Will war im gleichen Alter wie Aiden, als bei ihm Krebs diagnostiziert wurde, und für einen flüchtigen Moment, als er ihn krabbelnd und plappernd beobachtete, verschwammen Vergangenheit und Gegenwart. Mein älterer Sohn, damals 10 Jahre alt, beobachtete das mit stiller Neugier und brach manchmal mitten im Satz mit einem wehmütigen Satz ab: „Das ist genau wie Aiden.“
Der Easy Button erschien wieder auf meinem Schreibtisch, und als Will ihn aufhob, wollte ich, dass er ihn drückte. Es fühlte sich bedeutsam an, Aiden in dieses neue Kapitel einzubeziehen. Er tat es, indem er wiederholt darauf drückte und die Aufnahme in gebrochenen Gelächterausbrüchen auslöste. Nick und ich tauschten ein wissendes Lächeln aus.
Die Woche mit Will war anstrengend, aber voller Leben. Wir sangen Lieder, schnitten Essen auf und erinnerten uns daran, wie es sich anfühlte, sich auf den Mittagsschlaf zu freuen. Als Ashley kam, um ihn abzuholen, verspürte ich ein bittersüßes Völlegefühl. Wir hatten überlebt und in der Trauer sogar Momente der Freude gefunden.

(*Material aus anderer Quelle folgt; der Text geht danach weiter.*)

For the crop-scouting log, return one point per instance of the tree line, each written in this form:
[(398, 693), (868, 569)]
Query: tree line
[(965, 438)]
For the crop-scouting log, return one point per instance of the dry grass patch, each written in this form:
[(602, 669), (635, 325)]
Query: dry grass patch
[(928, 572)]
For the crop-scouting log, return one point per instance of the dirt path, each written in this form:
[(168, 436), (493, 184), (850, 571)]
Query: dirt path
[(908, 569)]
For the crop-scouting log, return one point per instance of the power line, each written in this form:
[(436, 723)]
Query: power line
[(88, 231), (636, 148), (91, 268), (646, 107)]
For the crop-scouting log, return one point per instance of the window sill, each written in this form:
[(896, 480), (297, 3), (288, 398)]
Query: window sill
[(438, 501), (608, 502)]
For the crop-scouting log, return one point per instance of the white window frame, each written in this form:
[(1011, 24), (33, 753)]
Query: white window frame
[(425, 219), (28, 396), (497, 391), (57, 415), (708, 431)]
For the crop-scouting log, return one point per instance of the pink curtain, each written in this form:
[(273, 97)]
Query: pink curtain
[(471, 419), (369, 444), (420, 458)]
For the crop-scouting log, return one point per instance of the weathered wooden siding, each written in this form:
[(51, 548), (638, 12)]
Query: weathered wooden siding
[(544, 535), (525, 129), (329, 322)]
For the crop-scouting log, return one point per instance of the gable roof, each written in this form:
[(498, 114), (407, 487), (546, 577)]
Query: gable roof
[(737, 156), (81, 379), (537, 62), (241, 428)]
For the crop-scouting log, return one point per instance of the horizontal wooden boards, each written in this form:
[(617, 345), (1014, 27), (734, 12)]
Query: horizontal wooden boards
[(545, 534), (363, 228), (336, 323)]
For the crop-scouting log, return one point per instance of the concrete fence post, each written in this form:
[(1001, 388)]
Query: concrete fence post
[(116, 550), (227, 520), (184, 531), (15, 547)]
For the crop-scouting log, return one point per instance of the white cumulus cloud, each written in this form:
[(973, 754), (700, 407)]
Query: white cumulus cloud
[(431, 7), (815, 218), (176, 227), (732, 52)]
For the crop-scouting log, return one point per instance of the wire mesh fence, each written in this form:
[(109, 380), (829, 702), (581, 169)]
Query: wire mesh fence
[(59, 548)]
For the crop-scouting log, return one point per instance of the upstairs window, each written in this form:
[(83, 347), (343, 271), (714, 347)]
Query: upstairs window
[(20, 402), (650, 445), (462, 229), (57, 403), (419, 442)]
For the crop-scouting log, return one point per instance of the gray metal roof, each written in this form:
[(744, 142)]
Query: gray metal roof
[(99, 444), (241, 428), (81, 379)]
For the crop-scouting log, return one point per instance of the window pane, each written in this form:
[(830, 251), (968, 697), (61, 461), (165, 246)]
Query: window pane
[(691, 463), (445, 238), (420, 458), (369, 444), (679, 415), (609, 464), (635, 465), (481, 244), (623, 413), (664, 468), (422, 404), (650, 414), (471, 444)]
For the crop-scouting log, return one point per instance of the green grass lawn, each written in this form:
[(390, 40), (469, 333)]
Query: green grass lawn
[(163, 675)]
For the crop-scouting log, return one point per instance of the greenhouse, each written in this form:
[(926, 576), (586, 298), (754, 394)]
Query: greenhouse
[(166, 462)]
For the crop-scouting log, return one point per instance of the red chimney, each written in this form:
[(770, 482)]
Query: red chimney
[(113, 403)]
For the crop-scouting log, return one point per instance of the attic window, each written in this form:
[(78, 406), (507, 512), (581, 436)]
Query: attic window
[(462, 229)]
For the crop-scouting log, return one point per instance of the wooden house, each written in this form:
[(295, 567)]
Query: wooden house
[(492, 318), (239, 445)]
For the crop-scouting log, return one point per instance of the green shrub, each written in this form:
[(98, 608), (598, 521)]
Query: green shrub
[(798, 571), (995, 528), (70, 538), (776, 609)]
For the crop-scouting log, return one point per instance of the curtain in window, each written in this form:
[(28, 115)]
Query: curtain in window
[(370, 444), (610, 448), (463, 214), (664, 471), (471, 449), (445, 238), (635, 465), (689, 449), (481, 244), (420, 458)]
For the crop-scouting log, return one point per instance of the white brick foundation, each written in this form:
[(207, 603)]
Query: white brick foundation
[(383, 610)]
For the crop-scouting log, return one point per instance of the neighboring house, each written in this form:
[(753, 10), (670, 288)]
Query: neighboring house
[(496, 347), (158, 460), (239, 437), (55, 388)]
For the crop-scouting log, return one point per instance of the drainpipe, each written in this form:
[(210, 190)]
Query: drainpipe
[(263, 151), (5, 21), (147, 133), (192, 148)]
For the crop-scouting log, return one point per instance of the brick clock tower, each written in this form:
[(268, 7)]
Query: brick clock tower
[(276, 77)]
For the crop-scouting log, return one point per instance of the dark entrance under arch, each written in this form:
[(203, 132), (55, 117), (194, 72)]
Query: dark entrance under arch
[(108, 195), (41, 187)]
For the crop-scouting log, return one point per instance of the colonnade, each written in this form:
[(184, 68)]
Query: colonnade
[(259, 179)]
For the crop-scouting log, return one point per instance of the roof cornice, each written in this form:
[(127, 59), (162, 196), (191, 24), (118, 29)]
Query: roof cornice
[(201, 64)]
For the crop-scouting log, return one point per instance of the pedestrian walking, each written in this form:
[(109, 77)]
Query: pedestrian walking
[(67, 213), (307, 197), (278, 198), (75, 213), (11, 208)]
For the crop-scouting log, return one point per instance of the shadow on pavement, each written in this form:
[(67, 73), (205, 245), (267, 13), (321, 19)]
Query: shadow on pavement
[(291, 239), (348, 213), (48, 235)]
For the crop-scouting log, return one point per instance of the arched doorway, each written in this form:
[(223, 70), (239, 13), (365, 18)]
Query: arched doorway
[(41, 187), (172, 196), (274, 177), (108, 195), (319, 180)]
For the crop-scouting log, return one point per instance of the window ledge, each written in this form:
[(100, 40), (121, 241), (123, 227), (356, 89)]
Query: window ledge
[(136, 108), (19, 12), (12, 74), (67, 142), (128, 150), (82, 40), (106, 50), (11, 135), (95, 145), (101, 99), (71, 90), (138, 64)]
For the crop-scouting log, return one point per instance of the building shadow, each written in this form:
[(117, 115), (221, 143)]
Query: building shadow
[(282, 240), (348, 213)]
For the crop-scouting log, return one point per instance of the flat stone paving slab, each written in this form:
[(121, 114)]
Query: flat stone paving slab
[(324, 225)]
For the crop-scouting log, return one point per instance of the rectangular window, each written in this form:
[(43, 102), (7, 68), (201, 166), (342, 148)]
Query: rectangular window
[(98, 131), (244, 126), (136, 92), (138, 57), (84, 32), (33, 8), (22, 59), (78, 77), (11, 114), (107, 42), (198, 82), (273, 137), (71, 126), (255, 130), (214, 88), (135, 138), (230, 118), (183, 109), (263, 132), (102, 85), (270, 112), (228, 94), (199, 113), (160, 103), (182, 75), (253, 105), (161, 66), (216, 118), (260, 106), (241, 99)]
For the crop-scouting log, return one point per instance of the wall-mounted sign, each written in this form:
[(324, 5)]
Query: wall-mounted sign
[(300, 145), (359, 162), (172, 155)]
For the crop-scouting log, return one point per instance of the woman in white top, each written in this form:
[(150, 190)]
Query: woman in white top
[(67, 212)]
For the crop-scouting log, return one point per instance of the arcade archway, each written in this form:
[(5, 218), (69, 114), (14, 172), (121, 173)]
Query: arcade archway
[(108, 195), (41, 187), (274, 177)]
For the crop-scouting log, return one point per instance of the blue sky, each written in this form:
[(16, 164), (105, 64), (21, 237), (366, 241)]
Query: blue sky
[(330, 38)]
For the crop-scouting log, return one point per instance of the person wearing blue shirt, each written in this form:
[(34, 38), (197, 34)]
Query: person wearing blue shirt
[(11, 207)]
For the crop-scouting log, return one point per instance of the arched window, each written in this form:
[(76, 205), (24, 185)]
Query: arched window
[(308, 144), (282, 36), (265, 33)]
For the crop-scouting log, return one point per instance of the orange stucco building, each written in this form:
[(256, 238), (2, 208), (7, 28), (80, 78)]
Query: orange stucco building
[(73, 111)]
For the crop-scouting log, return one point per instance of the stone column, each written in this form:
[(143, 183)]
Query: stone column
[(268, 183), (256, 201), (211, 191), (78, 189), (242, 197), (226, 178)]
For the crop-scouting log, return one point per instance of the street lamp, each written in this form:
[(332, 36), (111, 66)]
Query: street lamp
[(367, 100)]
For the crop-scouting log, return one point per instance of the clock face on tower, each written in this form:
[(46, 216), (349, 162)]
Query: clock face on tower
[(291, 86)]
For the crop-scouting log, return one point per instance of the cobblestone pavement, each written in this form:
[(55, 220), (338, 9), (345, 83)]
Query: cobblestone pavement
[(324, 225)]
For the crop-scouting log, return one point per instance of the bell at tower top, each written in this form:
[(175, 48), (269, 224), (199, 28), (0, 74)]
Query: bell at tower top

Aber die Trauer ist unerbittlich. Als Will ging, wurde es wieder still im Haus. Die Leere kehrte zurück, vertraut und schmerzhaft.
Die Generation meiner Großeltern sprach selten über Verlust und drängte ihn in den Schatten. Ich entschied mich für einen anderen Weg und füllte unser Zuhause mit Erinnerungen an Aiden: Fotos, Socken im Auto, sein an der Wand gelehntes Beerdigungsplakat.
Die Weihnachtszeit ist eine deutliche Erinnerung daran, was fehlt. Ein leerer Hochstuhl, ein Brief weniger an den Weihnachtsmann, ein weiteres Jahr ohne unseren Sohn. Unsere Trauer wird nicht verschwinden, aber sie wird sich weiterentwickeln. Das Kinderbett steht jetzt zerlegt in der Garage. Die Spielzeuge werden schließlich gespendet.
Der Easy Button, einst ein nutzloses Geschenk, wurde zur Lebensader. Es ermöglicht mir, Aidens Lachen, seine Wut oder seine Freude noch einmal zu erleben, wenn ich es brauche. Es ist eine schöne Erinnerung daran, dass die Liebe nicht mit dem Tod verschwindet. Indem wir sein Leben feiern, halten wir diese Liebe am Leben.
Der Schmerz ist immer noch da, aber die Gabe, sich zu erinnern und einen Teil von ihm nah bei sich zu behalten, ist zu einer Quelle des Trostes geworden. Das Geschenk gibt weiter.
Emily Henderson ist Läuferin und Autorin und lebt mit ihrem Mann und ihren drei Kindern in Santa Barbara, Kalifornien. Sie schreibt den Substack, The Bittersweet Weekly.